式中、各Ｒ^Ａが独立して、ハロゲン原子、シアノ基、ニトロ基、任意に置換される低級アルキル基、任意に置換される低級アルケニル基、任意に置換される低級アルキニル基、ヒドロキシイミノメチル基、任意に置換されるスルホニル基、任意に置換されるスルフィニル基、テトラゾリル基、ＯＷ^１、ＳＷ^１、ＣＯＷ^１、ＣＯＯＷ^１、ＮＨＣＯＷ^１、ＮＨＣＯＮＷ^２Ｗ^３、ＮＷ^２Ｗ^３、ＣＯＮＷ^２Ｗ^３、またはＳＯ_２ＮＷ^２Ｗ^３であり、Ｗ^１ ～Ｗ^３が独立して、水素原子もしくは任意に置換される低級アルキル基であるか、またはＷ^２及びＷ^３が、隣接する窒素原子と一緒に結合して、任意に置換される環状アミノ基を形成し得、
ｍが、０～３の整数であり、
各Ｒ^Ｂが独立して、ハロゲン原子、シアノ基、任意に置換される低級アルキル基、ＯＷ^４、ＣＯＷ^４、ＣＯＯＷ^４、またはＣＯＮＷ^５Ｗ^６であり、Ｗ^４～Ｗ^６が独立して、水素原子もしくは任意に置換される低級アルキル基であるか、またはＷ^５及びＷ^６が、隣接する窒素原子と一緒に結合して、任意に置換される環状アミノ基を形成し得、
ｎが、０～２の整数であり、
ｑが、０～３の整数であり、
各Ｒ^Ｃが独立して、ハロゲン原子、任意に置換される低級アルキル基、またはＯＷ^９であり、各Ｗ^９が独立して、水素原子、または任意に置換される低級アルキル基であり、
ｐが、０～３の整数であり、
またはその薬学的に許容される塩である。 In some embodiments, the compound is represented by Formula (Ia),

wherein each ^RA is independently a halogen atom, a cyano group, a nitro group, an optionally substituted lower alkyl group, an optionally substituted lower alkenyl group, an optionally substituted lower alkynyl group, hydroxyiminomethyl optionally substituted sulfonyl group, optionally substituted sulfinyl group, tetrazolyl group, OW ¹ , SW ¹ , COW ¹ , COOW ¹ , NHCOW ¹ , NHCONW ² W ³ , NW ² W ³ , CONW ² W ³ , or SO ₂ NW ² W ³ and W ¹ to W ³ are independently hydrogen atoms or optionally substituted lower alkyl groups, or W ² and W ³ together with adjacent nitrogen atoms to form an optionally substituted cyclic amino group,
m is an integer from 0 to 3,
each R ^B is independently a halogen atom, a cyano group, an optionally substituted lower alkyl group, OW ⁴ , COW ⁴ , COOW ⁴ or CONW ⁵ W ⁶ , and W ⁴ to W ⁶ are independently is a hydrogen atom or an optionally substituted lower alkyl group, or ^W5 and ^W6 can be joined together with adjacent nitrogen atoms to form an optionally substituted cyclic amino group;
n is an integer from 0 to 2,
q is an integer from 0 to 3;
each R ^C is independently a halogen atom, an optionally substituted lower alkyl group, or OW ⁹ , each W ⁹ is independently a hydrogen atom, or an optionally substituted lower alkyl group;
p is an integer from 0 to 3,
or a pharmaceutically acceptable salt thereof.

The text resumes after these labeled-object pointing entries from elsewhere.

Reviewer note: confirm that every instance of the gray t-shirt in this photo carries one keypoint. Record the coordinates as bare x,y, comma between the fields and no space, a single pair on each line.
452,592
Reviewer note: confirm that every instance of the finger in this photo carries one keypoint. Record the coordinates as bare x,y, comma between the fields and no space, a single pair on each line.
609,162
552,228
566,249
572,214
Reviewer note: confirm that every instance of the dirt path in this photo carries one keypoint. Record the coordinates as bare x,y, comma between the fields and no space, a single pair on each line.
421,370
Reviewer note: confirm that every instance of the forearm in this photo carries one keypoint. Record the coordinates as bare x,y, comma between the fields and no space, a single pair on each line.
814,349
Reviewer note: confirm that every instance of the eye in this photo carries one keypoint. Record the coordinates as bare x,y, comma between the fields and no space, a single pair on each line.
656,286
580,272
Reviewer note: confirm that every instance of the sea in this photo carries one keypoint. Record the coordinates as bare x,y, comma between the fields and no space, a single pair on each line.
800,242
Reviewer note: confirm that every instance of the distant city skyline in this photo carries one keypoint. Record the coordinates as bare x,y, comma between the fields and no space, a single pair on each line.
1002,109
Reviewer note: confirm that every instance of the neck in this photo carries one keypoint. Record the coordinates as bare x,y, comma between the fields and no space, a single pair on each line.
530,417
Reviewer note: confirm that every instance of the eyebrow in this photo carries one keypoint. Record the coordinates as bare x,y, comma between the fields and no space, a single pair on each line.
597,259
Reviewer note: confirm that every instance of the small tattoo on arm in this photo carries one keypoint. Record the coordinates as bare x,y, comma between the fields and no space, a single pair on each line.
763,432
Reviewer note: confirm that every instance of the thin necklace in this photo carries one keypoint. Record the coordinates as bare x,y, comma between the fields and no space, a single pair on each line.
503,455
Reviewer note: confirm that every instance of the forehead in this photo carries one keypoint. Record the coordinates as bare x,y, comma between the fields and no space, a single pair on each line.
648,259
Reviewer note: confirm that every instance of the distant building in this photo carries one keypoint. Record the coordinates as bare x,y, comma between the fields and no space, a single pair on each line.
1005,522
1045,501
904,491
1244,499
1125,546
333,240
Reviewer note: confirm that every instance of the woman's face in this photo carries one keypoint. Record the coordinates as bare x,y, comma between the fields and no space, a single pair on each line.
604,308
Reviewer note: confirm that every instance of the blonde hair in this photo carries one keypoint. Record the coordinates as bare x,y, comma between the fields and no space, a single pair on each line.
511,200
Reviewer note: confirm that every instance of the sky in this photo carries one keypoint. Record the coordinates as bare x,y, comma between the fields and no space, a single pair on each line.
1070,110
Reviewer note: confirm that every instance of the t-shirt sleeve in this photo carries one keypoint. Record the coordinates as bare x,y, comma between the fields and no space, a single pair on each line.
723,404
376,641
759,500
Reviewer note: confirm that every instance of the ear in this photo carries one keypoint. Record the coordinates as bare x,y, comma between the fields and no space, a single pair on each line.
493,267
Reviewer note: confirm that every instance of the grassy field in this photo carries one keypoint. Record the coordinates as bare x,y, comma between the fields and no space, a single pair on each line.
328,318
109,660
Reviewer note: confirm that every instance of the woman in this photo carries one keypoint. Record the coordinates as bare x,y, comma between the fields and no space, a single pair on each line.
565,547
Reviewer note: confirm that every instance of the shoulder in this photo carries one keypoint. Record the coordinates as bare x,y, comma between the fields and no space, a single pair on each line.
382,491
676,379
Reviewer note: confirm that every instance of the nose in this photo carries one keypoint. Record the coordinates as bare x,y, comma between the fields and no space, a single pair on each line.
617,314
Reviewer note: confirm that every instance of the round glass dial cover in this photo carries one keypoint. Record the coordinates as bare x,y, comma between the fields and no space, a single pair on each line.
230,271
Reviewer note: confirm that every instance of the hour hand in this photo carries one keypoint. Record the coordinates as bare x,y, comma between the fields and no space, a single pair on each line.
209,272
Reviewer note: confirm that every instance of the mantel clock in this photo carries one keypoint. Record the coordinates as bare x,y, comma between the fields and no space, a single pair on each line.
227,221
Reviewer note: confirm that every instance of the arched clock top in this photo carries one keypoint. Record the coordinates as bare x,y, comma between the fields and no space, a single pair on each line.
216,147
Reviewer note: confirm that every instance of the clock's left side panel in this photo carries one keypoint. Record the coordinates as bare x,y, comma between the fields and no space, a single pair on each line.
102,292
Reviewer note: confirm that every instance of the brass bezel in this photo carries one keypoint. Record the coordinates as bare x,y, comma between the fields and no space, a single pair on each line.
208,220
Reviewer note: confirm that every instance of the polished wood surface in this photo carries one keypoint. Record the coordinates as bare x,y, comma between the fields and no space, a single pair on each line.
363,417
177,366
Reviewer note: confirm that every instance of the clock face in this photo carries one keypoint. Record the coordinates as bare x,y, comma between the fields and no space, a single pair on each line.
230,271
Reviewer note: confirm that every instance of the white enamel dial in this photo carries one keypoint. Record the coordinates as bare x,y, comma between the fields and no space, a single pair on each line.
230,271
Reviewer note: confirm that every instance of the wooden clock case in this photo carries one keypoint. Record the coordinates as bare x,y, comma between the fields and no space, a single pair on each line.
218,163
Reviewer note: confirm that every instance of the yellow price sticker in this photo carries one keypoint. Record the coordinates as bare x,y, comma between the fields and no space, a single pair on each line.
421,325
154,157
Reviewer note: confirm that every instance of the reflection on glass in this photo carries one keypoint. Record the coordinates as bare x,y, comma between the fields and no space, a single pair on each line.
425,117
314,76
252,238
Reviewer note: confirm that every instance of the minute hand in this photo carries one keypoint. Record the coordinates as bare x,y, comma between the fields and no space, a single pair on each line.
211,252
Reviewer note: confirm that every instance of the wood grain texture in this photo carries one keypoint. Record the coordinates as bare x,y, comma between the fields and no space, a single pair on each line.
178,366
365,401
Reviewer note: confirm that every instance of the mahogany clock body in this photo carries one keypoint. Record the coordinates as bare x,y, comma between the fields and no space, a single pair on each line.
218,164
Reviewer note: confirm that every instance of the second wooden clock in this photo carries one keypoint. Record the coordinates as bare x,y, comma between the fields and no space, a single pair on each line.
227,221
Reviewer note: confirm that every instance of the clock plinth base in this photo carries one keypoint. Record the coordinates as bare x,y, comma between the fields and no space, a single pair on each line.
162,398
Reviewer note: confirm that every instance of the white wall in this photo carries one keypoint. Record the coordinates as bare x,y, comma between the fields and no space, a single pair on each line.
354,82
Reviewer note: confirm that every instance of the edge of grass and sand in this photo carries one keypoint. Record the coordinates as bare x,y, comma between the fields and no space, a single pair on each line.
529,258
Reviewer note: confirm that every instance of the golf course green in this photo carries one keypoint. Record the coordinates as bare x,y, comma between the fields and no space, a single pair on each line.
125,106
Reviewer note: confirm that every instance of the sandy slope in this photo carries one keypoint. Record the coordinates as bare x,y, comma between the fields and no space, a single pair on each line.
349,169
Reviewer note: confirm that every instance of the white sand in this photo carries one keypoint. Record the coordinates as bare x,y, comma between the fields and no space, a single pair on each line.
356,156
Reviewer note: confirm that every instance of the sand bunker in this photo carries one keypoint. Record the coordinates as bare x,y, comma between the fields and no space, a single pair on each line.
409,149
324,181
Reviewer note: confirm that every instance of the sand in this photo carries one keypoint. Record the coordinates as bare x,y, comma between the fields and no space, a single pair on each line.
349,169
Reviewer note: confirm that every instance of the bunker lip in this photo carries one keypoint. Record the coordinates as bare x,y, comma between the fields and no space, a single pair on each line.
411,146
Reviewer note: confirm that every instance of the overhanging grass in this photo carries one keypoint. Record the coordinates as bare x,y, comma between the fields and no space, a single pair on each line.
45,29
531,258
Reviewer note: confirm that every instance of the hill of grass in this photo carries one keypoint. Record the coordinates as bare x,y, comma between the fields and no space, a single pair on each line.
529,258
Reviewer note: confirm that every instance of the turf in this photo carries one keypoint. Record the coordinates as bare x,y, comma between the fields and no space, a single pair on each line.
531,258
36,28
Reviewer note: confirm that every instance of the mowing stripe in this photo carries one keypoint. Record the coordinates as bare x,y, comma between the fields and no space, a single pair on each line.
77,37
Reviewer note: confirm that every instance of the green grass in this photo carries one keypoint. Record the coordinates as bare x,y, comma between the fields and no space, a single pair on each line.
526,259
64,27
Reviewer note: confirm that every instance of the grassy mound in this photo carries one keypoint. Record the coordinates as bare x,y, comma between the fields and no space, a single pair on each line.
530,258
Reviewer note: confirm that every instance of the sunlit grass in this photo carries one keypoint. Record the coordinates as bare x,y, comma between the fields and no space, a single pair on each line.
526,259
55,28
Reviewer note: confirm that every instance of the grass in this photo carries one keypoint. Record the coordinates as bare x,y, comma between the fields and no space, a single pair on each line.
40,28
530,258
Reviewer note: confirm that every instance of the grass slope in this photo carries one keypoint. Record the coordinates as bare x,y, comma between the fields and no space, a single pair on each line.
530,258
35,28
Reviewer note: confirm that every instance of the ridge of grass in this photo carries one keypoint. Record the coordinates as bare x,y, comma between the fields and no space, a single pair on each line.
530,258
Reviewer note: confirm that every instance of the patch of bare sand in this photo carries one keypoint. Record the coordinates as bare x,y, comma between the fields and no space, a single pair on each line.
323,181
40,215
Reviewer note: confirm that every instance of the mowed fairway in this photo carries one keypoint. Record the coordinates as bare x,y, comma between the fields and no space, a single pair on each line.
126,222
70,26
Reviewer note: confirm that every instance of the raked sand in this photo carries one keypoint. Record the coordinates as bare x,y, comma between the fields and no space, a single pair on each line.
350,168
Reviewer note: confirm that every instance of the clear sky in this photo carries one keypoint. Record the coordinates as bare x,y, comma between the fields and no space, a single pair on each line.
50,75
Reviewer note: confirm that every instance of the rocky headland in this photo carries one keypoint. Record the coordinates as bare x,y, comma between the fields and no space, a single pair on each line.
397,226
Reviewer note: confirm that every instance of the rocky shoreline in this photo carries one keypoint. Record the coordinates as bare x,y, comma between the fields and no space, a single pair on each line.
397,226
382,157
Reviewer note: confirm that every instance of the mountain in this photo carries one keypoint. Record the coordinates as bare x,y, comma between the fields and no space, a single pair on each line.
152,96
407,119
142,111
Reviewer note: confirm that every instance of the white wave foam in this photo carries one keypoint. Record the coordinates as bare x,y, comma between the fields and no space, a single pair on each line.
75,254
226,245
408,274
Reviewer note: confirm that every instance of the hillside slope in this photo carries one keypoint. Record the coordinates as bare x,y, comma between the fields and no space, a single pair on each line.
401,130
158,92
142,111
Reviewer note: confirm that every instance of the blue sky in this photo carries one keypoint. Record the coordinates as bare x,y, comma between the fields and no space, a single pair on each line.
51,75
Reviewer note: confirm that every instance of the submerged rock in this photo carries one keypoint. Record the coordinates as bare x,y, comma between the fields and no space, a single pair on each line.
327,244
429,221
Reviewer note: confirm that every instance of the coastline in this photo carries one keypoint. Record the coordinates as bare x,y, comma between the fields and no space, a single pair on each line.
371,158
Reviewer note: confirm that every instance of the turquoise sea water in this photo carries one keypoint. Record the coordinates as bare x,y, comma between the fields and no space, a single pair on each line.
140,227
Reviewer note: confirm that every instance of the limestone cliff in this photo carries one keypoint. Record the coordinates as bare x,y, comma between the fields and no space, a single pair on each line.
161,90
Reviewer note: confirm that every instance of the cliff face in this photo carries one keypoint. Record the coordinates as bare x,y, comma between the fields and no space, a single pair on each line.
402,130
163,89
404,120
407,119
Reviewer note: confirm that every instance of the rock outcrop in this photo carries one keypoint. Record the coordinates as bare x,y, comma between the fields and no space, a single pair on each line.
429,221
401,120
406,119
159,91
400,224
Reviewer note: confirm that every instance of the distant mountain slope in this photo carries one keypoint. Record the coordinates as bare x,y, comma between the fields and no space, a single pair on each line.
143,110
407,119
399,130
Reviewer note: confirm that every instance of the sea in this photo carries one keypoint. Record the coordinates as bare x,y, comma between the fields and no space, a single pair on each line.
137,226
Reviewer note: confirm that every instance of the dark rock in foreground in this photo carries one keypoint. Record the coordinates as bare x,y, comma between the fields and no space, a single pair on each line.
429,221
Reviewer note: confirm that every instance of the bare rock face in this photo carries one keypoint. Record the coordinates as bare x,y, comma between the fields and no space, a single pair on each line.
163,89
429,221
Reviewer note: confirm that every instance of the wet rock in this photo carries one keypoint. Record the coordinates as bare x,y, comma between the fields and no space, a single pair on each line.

In some embodiments, the compound is represented by Formula (Ib)

またはその薬学的に許容される塩である。 In some embodiments, the compound is represented by Formula (Ic):

or a pharmaceutically acceptable salt thereof.

またはその薬学的に許容される塩である。 In some embodiments, the compound is 3-[2-fluoro-5-(2,3-difluoro-6-methoxybenzyloxy)4-methoxyphenyl]-2,4 represented by Formula (VI) -dioxo-1,2,3,4-tetrahydrothieno[3,4d]pyrimidine-5-carboxylic acid,

or a pharmaceutically acceptable salt thereof.

In some embodiments, the compound is the choline salt of the compound represented by formula (VI), choline 3-[2-fluoro-5-(2,3-difluoro-6-methoxybenzyloxy)4-methoxyphenyl ]-2,4-dioxo-1,2,3,4-tetrahydrothieno[3,4d]pyrimidine-5-carboxylate. Reference herein to a compound represented by Formula (VI) is specifically understood to include the choline salt of Compound (VI), represented by Formula (VIa) below.

In some embodiments, choline 3-[2-fluoro-5-(2,3-difluoro-6-methoxybenzyloxy)4-methoxyphenyl]-2,4-dioxo-1,2,3,4- Tetrahydrothieno[3,4d]pyrimidine-5-carboxylate is in the crystalline state.

In some embodiments, choline 3-[2-fluoro-5-(2,3-difluoro-6-methoxybenzyloxy)4-methoxyphenyl]-2,4-dioxo-1,2,3,4- Tetrahydrothieno[3,4d]pyrimidine-5-carboxylate is about 7.1 degrees 2-theta, about 11.5 degrees 2-theta, about 19.4 degrees 2-theta, about 21.5 degrees 2-theta, about 22.0 degrees 2-theta, It exhibits characteristic X-ray powder diffraction (XRPD) peaks at about 22.6 degrees 2-theta, about 23.5 degrees 2-theta, and about 26.2 degrees 2-theta.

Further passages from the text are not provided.